Thursday, January 31, 2008

Give your unconscious mind a promotion

Imagine you are the CEO of a company that is on the verge of becoming a global leader in your industry. The only thing keeping your firm from rising to the top is the development of a complex chemical compound that only one person in the world can produce. The problem is, the scientist who created this formula can't be located and seems to have dropped off the face of the earth.

Your staff have been working day and night trying to find this scientist, and so far their efforts have been in vain. Just when you are about to give up hope, there's a knock on your door. An excited researcher bursts into your office, accompanied by someone who looks vaguely familiar to you.

"I found him," your subordinate calls out.

"Where was he?" you ask.

"He's been here the whole time," he answers.

"What do you mean here?" you ask, growing impatient. "Here in this city, here in this country, where?" you demand.

"No, you don't understand," your employee continues. "He was here in our company. He's been working as a clerk in the mailroom for the past five years."

You then turn to the eccentric scientist with a mixture of anger and wonder. "Why didn't you reveal your identity to us?" you ask him.

The scientist, erstwhile mail clerk, looks straight into your eyes and answers, "No one asked me."
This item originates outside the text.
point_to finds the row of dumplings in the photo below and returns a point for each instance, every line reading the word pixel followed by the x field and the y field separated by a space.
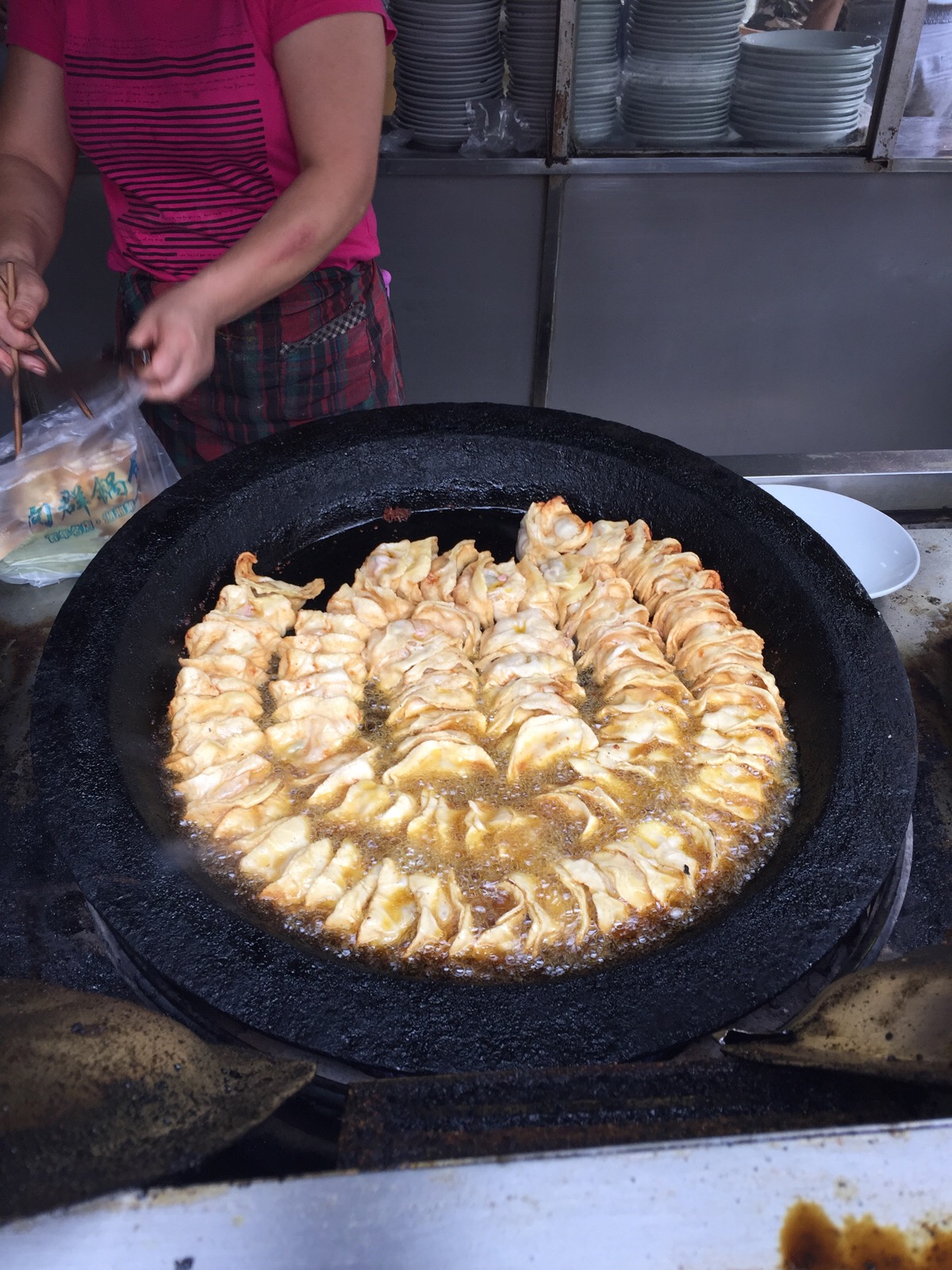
pixel 436 634
pixel 380 906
While this scenario might seem preposterous, the story serves as an appropriate metaphor for how we, the CEOs of our lives and our fate, allow our overqualified unconscious mind to remain an underachiever and linger at the bottom of the company ladder. We all possess a talented, hardworking unconscious mind that is ready, willing and able to help us design our future and give us virtually anything we want. But instead of utilizing the power of this tremendous resource lying dormant within us, we just allow it to continue to perform such menial (albeit crucial) tasks of monitoring our heart rate, keeping our breathing steady, and maintaining the appropriate level of white blood cells in our system.

We, in turn, rely primarily on our overly analytical conscious mind that gives us thousands of reasons why things won't work. The unconscious mind, on the other hand, is more playful and creative and provides us with millions of reasons why things can and will work faster and better than we think.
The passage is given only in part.